So my decision to scale back the dayjob?
It was a good one. The next two months are looming ahead a particularly dense forest. We’ll get through just fine – we know all the wolves by name – there’s just a lot of brambles waiting to snag on the way.
But that’s pretty par for the course. I’m hunkering down; I can feel the reptilian part of my brain kicking in and triaging things.
(If I’m slow to respond to things, my apologies.)
And I’m relying on old hacks. Cooking in batches to eat through the week; working on the train (that’s where I’m writing this post!); prioritising choir, so I have some decompression and social time.
And then there’s the clothing.
This is a weird one. We’ve all seen the cartoons about freelancers, yes? Pyjama-clad, food-spattered, wild-haired?

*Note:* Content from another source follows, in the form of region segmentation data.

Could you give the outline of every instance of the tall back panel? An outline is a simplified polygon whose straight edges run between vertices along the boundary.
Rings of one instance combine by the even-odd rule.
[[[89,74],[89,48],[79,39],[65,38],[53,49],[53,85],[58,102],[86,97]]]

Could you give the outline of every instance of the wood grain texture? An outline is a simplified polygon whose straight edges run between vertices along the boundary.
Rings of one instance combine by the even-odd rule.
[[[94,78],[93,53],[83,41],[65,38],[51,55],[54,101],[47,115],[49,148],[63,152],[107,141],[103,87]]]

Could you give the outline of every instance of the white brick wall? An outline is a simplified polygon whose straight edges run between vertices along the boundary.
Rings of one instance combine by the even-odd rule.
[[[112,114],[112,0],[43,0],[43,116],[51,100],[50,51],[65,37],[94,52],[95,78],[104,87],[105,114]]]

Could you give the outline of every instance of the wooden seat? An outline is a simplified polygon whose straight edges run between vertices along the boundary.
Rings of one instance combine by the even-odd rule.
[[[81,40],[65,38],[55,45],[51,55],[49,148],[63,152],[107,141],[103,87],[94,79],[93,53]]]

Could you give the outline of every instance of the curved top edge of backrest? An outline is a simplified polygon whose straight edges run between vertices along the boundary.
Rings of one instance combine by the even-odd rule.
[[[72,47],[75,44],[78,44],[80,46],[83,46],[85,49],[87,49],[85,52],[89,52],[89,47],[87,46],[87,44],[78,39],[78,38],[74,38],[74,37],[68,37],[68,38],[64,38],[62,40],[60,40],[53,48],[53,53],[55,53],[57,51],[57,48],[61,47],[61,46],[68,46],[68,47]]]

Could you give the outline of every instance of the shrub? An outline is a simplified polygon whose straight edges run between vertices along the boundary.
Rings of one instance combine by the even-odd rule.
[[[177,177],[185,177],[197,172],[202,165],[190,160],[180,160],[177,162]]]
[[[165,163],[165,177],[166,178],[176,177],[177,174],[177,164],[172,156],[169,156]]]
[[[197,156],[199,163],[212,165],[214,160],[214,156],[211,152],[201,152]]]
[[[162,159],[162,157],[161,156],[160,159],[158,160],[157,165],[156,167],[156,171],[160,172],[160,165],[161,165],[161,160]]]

I can’t do it. Not because I take any particular interest in clothing, but because I use it to shift between modes. The dayjob is business casual – for me, that’s usually dress pants and a button-up or cardigan. In an ideal world, I’d add oxfords, but the gravel roads eat them.
So that works through the day. And then the moment I get home…
It’s the writer outfit of tee-shirt and jeans. Physically changing what I’m wearing helps transition my brain from one sphere of my life to the other. It’s a bit doing mask work in theatre. Very subtly, mostly unconsciously, the face beneath the mask starts to assume the same expression.
The inside starts to mimic the outside. That’s really the heart of it. That’s why I fully dress and wear makeup even when I know I’ll be home all day writing. It’s a ritual; prepping the outside preps the inside as well.
Of course – as with everything in creative fields – it totally depends on the individual. If writing in pyjamas works for you, rock on with your bad self.
For me, I just need a way to navigate the different areas of my life. Especially right now, with so many threads interweaving! (At the fundraiser for CANTICLE, I went with my convention wear: jeans and blazer, tee underneath. It got me into the right headspace – and I felt like me.)
What about you? What are your sartorial preferences?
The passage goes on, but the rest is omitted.